Re: [PATCH 0/4] Fix a crash when block device is read and block size is changed at the same time

From: Jeff Moyer
Date: Mon Sep 17 2012 - 17:21:10 EST


Jeff Moyer <jmoyer@xxxxxxxxxx> writes:
> Mikulas Patocka <mpatocka@xxxxxxxxxx> writes:
>> I would be interested if other people did performance testing of the
>> patches too.
>
> I'll do some testing next week, but don't expect to get to it before
> Wednesday.

Sorry for taking so long on this. I managed to get access to an 80cpu
(160 threads) system with 1TB of memory. I installed a pcie ssd into
this machine and did some testing against the raw block device.

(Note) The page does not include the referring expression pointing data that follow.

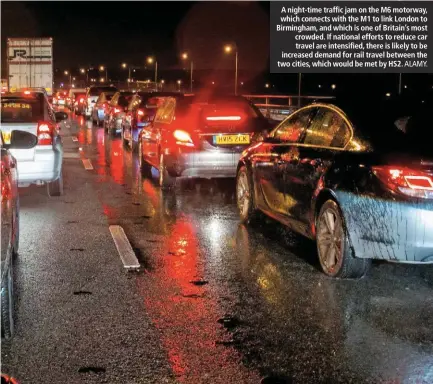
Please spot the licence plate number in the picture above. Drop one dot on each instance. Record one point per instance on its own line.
(6, 137)
(231, 139)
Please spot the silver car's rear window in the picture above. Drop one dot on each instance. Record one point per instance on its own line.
(21, 110)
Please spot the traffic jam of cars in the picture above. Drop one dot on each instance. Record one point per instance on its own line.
(186, 230)
(358, 185)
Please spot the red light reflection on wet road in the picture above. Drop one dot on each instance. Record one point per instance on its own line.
(187, 315)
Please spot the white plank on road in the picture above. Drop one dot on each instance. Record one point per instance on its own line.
(124, 248)
(87, 164)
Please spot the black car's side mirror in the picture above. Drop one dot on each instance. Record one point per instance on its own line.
(22, 140)
(60, 116)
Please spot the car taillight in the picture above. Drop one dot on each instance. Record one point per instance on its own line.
(6, 189)
(45, 133)
(183, 138)
(410, 182)
(223, 118)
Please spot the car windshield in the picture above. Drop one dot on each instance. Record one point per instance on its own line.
(21, 110)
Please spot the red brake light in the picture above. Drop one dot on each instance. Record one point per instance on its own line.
(6, 189)
(405, 180)
(183, 138)
(45, 133)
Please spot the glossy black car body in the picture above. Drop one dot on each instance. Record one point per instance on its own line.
(323, 169)
(139, 113)
(200, 137)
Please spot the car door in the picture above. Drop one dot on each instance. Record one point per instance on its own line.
(328, 134)
(153, 134)
(271, 161)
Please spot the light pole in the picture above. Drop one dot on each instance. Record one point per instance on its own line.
(228, 49)
(150, 60)
(85, 71)
(102, 68)
(185, 57)
(399, 83)
(124, 65)
(70, 77)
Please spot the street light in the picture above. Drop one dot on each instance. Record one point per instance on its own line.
(124, 65)
(228, 49)
(70, 77)
(102, 68)
(185, 57)
(150, 60)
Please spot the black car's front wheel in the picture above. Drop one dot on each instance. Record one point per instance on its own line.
(244, 196)
(335, 255)
(7, 305)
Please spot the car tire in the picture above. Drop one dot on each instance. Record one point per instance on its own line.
(16, 243)
(333, 246)
(7, 305)
(165, 180)
(145, 167)
(55, 188)
(245, 196)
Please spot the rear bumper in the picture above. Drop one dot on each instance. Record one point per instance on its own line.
(389, 230)
(203, 164)
(45, 167)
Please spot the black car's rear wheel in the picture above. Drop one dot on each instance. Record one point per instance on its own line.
(335, 255)
(7, 305)
(245, 196)
(165, 180)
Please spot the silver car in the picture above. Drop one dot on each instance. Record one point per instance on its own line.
(31, 112)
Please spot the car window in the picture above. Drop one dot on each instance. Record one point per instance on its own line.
(291, 129)
(165, 113)
(328, 129)
(21, 110)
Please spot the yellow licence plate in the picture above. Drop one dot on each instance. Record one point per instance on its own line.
(6, 137)
(231, 139)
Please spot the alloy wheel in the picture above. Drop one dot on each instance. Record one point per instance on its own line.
(243, 194)
(330, 240)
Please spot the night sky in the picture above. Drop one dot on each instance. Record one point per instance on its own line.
(109, 33)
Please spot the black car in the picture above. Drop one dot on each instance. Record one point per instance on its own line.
(348, 178)
(140, 112)
(200, 137)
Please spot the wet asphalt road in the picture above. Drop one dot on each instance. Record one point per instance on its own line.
(214, 302)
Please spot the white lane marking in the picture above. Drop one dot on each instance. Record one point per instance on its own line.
(87, 164)
(124, 248)
(73, 155)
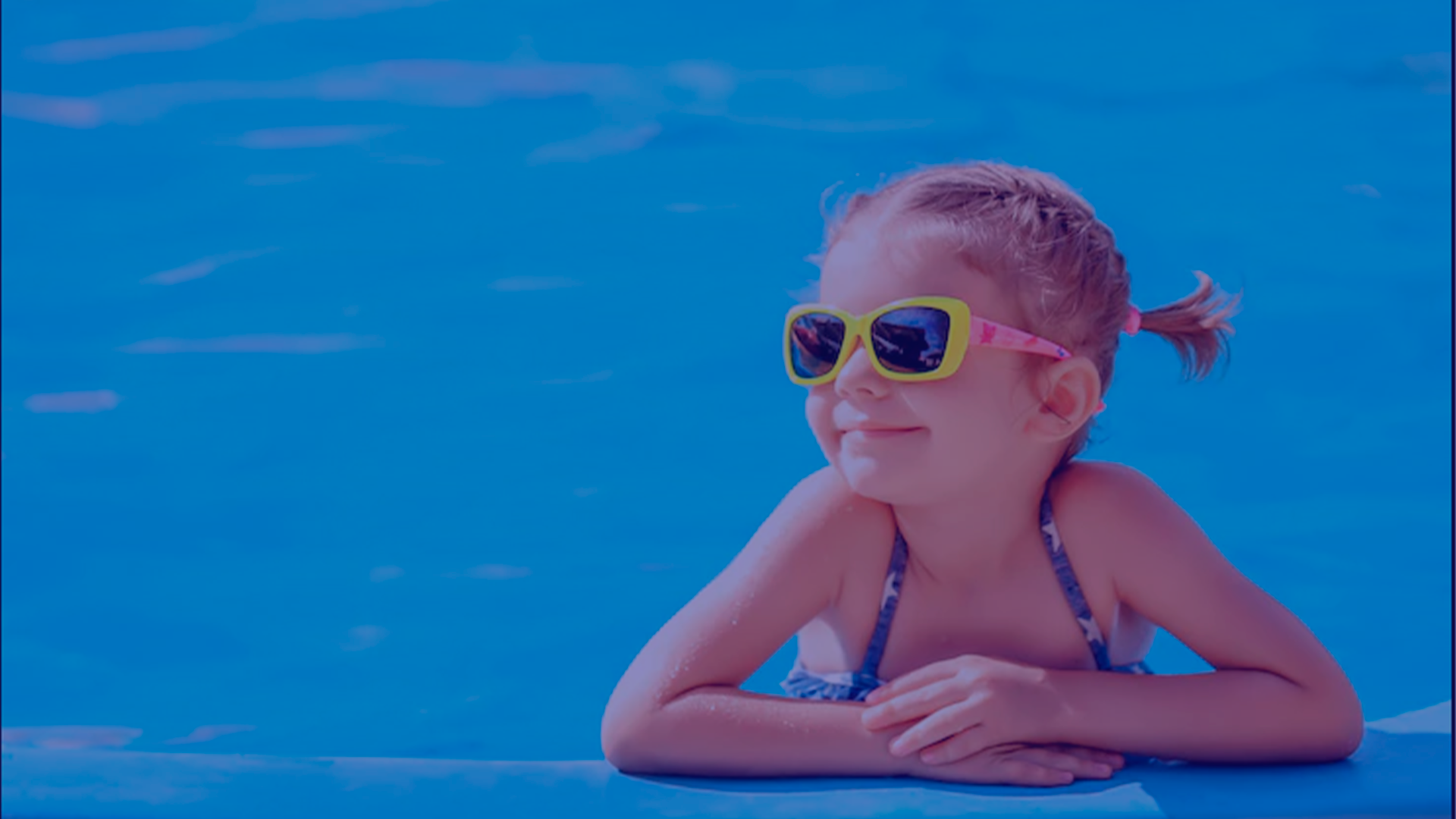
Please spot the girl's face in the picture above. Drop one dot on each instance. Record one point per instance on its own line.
(922, 442)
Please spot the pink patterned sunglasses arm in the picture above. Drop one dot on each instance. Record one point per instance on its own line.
(992, 334)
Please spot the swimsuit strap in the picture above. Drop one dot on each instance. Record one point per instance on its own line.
(1069, 585)
(887, 608)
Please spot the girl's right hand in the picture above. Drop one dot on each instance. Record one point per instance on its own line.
(1028, 765)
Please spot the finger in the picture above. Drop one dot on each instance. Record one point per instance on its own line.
(965, 745)
(1076, 765)
(1094, 755)
(910, 681)
(948, 722)
(1019, 773)
(913, 704)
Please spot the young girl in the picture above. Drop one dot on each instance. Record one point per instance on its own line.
(971, 604)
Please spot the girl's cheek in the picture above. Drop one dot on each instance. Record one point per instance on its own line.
(819, 410)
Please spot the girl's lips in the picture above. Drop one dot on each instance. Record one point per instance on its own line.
(881, 431)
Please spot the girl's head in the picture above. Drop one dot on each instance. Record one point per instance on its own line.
(1021, 249)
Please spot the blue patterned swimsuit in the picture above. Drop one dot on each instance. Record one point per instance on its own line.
(856, 686)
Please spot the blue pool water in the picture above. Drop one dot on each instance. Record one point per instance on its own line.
(290, 466)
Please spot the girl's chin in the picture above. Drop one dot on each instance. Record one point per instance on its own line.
(877, 480)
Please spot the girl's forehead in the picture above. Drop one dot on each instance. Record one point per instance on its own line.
(868, 268)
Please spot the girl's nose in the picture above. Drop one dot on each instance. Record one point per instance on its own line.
(858, 376)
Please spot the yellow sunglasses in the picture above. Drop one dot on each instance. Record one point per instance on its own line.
(922, 338)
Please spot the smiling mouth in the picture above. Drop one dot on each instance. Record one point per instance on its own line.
(883, 431)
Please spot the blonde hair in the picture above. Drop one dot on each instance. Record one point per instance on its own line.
(1043, 243)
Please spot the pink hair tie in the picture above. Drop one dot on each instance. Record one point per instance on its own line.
(1134, 321)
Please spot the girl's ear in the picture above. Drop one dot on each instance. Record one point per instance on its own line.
(1071, 392)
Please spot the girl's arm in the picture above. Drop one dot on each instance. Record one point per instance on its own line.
(1274, 695)
(679, 710)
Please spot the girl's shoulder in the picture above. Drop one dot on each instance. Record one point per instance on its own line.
(1112, 513)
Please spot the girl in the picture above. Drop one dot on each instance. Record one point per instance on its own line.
(954, 548)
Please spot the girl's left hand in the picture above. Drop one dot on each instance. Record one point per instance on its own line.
(965, 706)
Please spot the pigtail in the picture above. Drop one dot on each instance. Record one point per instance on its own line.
(1197, 325)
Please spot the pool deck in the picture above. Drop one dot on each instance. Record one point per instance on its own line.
(1404, 768)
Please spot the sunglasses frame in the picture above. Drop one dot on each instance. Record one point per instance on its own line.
(965, 330)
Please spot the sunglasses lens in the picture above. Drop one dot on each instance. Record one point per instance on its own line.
(912, 340)
(814, 344)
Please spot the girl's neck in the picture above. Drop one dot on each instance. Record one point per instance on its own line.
(971, 535)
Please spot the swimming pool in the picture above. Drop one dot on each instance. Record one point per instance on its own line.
(289, 472)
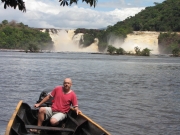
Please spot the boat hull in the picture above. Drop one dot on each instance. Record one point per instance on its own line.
(24, 118)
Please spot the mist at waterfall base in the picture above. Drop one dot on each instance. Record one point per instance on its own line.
(68, 41)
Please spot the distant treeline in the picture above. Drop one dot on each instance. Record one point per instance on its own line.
(19, 36)
(163, 17)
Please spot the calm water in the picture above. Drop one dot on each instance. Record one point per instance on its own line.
(126, 95)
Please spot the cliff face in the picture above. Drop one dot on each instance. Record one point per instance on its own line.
(66, 40)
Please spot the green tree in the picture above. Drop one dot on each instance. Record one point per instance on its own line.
(137, 50)
(5, 22)
(21, 4)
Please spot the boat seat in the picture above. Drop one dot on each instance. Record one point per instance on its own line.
(49, 128)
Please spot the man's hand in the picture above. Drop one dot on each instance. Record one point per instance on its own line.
(77, 110)
(36, 105)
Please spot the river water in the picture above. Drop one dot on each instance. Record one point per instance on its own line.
(126, 95)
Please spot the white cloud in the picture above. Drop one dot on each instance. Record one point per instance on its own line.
(48, 14)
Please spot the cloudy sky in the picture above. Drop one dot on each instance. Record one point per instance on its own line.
(48, 13)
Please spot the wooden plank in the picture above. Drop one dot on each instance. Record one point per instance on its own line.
(49, 128)
(8, 128)
(94, 123)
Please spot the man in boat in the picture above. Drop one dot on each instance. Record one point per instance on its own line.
(64, 97)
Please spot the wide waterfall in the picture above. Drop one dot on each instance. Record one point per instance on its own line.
(67, 41)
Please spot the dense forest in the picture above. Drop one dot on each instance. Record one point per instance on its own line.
(162, 17)
(19, 36)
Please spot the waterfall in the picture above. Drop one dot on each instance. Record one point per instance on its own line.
(67, 41)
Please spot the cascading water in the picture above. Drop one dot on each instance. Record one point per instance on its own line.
(67, 41)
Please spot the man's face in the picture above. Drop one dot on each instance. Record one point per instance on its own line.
(67, 84)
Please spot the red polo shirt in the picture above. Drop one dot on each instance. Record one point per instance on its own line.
(63, 101)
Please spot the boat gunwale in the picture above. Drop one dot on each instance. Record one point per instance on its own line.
(94, 123)
(11, 121)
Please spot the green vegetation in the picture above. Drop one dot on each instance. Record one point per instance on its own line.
(21, 4)
(120, 51)
(162, 17)
(19, 36)
(169, 42)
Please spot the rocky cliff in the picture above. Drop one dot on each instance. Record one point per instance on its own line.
(66, 40)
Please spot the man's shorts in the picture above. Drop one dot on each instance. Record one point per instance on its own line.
(59, 116)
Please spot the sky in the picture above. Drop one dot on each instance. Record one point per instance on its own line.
(49, 13)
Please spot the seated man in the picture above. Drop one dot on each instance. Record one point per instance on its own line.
(64, 97)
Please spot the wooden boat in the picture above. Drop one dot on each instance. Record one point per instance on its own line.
(24, 118)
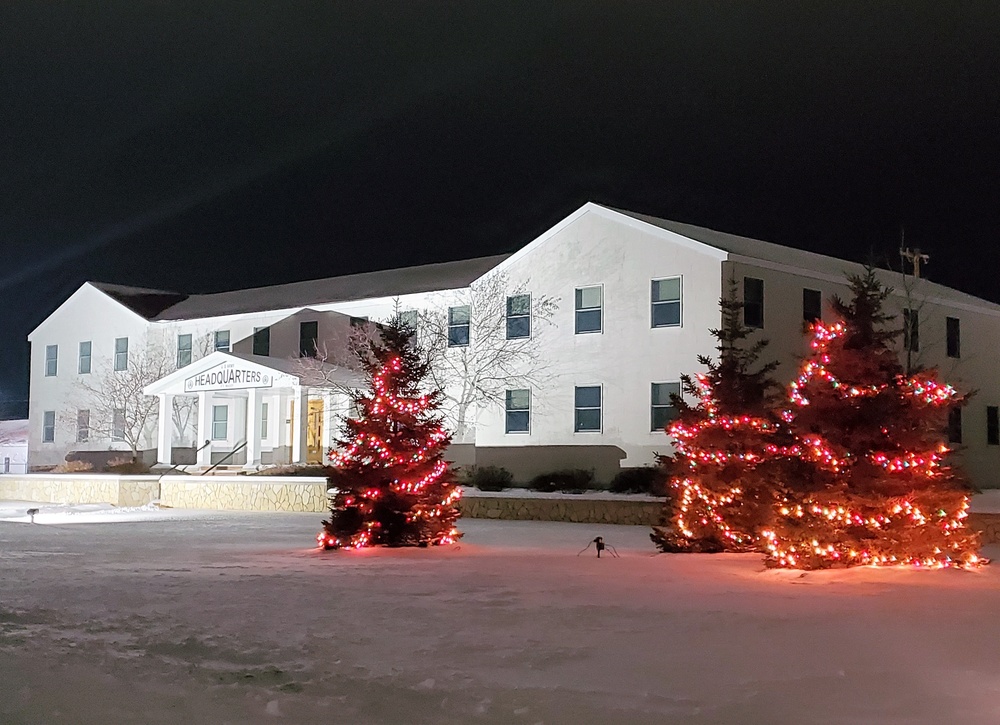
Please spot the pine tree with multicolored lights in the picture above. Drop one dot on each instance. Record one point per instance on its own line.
(723, 481)
(876, 486)
(393, 486)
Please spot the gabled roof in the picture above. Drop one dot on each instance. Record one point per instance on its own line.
(820, 266)
(384, 283)
(146, 303)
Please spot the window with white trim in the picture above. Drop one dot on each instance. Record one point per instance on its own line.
(665, 300)
(587, 408)
(518, 411)
(589, 303)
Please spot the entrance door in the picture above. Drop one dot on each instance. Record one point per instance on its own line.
(314, 432)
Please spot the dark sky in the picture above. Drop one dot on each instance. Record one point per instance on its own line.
(201, 146)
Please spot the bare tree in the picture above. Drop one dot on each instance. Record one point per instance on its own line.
(497, 351)
(117, 407)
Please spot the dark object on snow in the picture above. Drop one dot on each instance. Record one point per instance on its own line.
(599, 544)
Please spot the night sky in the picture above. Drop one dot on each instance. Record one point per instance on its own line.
(202, 146)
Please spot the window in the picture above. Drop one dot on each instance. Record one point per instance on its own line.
(812, 305)
(587, 402)
(262, 341)
(665, 299)
(753, 302)
(48, 426)
(589, 309)
(83, 366)
(954, 335)
(118, 424)
(410, 318)
(184, 348)
(82, 426)
(51, 360)
(662, 409)
(121, 353)
(458, 326)
(911, 330)
(518, 408)
(955, 425)
(308, 334)
(220, 422)
(518, 317)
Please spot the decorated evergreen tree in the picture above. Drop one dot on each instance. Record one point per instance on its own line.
(393, 486)
(875, 487)
(722, 481)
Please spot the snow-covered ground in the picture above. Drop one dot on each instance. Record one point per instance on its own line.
(159, 616)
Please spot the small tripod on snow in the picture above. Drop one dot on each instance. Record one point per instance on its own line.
(599, 544)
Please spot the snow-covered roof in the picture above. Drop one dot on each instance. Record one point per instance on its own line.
(383, 283)
(14, 432)
(819, 265)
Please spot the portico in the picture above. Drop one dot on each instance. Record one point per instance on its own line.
(255, 409)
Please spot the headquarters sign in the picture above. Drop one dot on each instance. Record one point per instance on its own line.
(228, 376)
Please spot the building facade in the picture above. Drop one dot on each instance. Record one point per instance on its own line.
(608, 309)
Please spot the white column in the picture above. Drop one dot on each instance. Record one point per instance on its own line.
(164, 429)
(205, 400)
(253, 427)
(299, 423)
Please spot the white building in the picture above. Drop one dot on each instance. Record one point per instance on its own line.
(13, 446)
(634, 298)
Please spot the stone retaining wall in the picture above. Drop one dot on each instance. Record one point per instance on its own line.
(243, 493)
(566, 508)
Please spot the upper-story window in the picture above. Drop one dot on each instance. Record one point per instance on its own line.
(911, 330)
(308, 338)
(458, 326)
(812, 305)
(665, 299)
(753, 302)
(185, 350)
(518, 316)
(83, 363)
(51, 360)
(121, 353)
(954, 336)
(262, 341)
(589, 309)
(662, 409)
(410, 318)
(518, 411)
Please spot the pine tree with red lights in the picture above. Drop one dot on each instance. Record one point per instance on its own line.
(875, 485)
(723, 483)
(393, 486)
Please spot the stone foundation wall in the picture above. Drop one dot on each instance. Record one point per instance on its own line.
(74, 488)
(244, 493)
(568, 508)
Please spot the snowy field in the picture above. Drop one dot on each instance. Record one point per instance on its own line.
(144, 616)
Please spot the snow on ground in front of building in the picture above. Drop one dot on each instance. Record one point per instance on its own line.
(214, 617)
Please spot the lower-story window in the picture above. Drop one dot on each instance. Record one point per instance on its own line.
(587, 404)
(49, 426)
(220, 422)
(518, 411)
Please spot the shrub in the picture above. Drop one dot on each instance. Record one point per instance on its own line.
(489, 478)
(647, 479)
(73, 467)
(577, 479)
(127, 467)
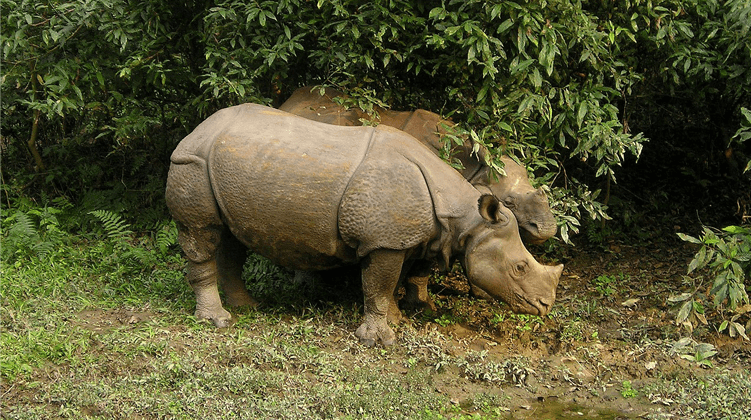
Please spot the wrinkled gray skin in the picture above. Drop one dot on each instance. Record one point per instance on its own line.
(529, 205)
(312, 196)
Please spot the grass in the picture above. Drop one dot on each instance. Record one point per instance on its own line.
(96, 330)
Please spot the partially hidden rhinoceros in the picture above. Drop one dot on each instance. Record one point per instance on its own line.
(529, 205)
(313, 196)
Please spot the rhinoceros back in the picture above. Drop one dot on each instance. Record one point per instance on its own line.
(278, 180)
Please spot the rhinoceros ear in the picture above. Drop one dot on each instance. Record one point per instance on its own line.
(490, 209)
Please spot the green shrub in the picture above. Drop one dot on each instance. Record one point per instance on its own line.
(726, 255)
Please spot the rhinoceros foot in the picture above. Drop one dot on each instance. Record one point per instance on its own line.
(221, 318)
(375, 329)
(240, 299)
(417, 296)
(395, 314)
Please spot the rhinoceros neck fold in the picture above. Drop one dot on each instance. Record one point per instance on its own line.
(279, 179)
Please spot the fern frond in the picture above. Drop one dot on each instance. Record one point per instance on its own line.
(166, 236)
(24, 230)
(114, 225)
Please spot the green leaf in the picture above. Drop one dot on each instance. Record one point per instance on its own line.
(684, 312)
(688, 238)
(583, 108)
(680, 298)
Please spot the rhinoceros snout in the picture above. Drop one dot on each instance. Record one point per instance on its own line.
(544, 305)
(555, 274)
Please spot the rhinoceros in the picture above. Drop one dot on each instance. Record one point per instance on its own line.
(529, 205)
(313, 196)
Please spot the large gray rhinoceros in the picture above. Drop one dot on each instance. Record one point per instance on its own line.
(313, 196)
(530, 205)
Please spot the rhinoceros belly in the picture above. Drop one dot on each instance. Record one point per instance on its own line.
(279, 179)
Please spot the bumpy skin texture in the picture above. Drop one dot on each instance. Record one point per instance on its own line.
(529, 205)
(313, 196)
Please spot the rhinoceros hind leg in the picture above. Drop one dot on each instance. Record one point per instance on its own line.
(202, 278)
(380, 275)
(231, 256)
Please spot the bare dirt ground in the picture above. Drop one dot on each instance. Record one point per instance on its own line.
(612, 348)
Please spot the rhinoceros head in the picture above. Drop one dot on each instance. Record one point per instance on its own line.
(497, 262)
(532, 212)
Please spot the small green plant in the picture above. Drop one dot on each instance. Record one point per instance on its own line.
(33, 232)
(690, 349)
(527, 322)
(447, 319)
(628, 391)
(605, 285)
(726, 255)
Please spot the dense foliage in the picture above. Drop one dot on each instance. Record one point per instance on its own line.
(97, 93)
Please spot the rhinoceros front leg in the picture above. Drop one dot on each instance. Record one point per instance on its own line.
(416, 286)
(380, 275)
(201, 246)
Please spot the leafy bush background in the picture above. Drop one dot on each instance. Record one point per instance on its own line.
(97, 93)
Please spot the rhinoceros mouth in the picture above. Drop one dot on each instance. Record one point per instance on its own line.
(529, 305)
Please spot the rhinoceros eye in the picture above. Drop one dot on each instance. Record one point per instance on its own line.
(520, 268)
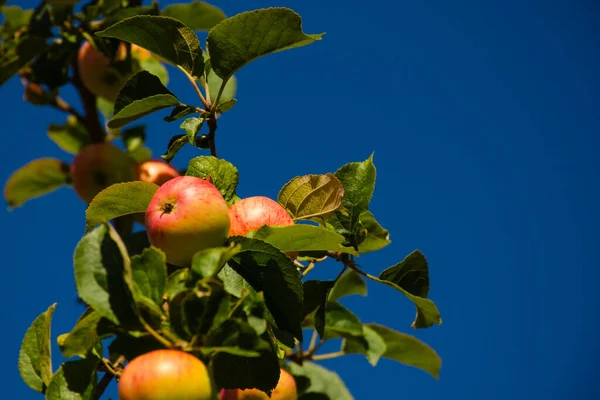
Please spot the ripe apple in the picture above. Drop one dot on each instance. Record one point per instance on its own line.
(253, 212)
(97, 166)
(165, 375)
(186, 215)
(285, 390)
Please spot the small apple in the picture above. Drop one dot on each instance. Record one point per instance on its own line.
(97, 166)
(155, 171)
(253, 212)
(186, 215)
(285, 390)
(165, 375)
(96, 73)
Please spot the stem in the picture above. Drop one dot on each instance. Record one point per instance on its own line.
(91, 119)
(328, 356)
(205, 103)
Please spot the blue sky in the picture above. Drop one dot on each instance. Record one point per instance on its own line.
(483, 118)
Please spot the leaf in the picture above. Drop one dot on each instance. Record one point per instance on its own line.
(163, 36)
(38, 177)
(197, 15)
(302, 237)
(375, 236)
(149, 271)
(371, 345)
(348, 284)
(341, 322)
(192, 126)
(247, 36)
(309, 196)
(209, 262)
(269, 270)
(141, 95)
(358, 179)
(35, 364)
(70, 137)
(82, 338)
(101, 277)
(320, 381)
(411, 277)
(411, 274)
(118, 200)
(223, 174)
(74, 380)
(408, 350)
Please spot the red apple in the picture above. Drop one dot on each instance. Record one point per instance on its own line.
(253, 212)
(165, 375)
(186, 215)
(97, 166)
(285, 390)
(155, 171)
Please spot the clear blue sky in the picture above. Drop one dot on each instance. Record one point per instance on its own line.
(484, 120)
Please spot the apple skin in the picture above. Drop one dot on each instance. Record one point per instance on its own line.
(165, 375)
(285, 390)
(97, 166)
(186, 215)
(253, 212)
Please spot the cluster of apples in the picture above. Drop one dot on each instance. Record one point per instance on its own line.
(177, 375)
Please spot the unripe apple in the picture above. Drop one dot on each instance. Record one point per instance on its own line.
(253, 212)
(155, 171)
(96, 73)
(165, 375)
(285, 390)
(97, 166)
(186, 215)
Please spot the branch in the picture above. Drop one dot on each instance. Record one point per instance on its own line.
(91, 119)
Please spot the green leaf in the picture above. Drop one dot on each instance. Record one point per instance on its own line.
(245, 37)
(82, 338)
(118, 200)
(35, 364)
(302, 237)
(70, 137)
(197, 15)
(309, 196)
(411, 277)
(375, 236)
(141, 95)
(134, 138)
(319, 380)
(163, 36)
(209, 262)
(408, 350)
(37, 178)
(101, 277)
(175, 144)
(358, 179)
(348, 284)
(269, 270)
(341, 322)
(192, 126)
(74, 380)
(149, 271)
(222, 173)
(371, 345)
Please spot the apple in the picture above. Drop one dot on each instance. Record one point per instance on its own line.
(155, 171)
(97, 166)
(186, 215)
(253, 212)
(165, 375)
(96, 73)
(285, 390)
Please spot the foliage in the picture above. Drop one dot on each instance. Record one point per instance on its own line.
(242, 308)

I've attached the fio job file I used. Basically, I tested sequential
reads, sequential writes, random reads, random writes, and then a mix of
sequential reads and writes, and a mix of random reads and writes. All
tests used direct I/O to the block device, and each number shown is an
average of 5 runs. I had to pin the fio processes to the same numa node
as the pcie adapter in order to get low run-to-run variations. Because
of the numa factor, I was unable to get reliable results running
processes against all of the 160 threads on the system. The runs below
have 4 processes, each pushing a queue depth of 1024.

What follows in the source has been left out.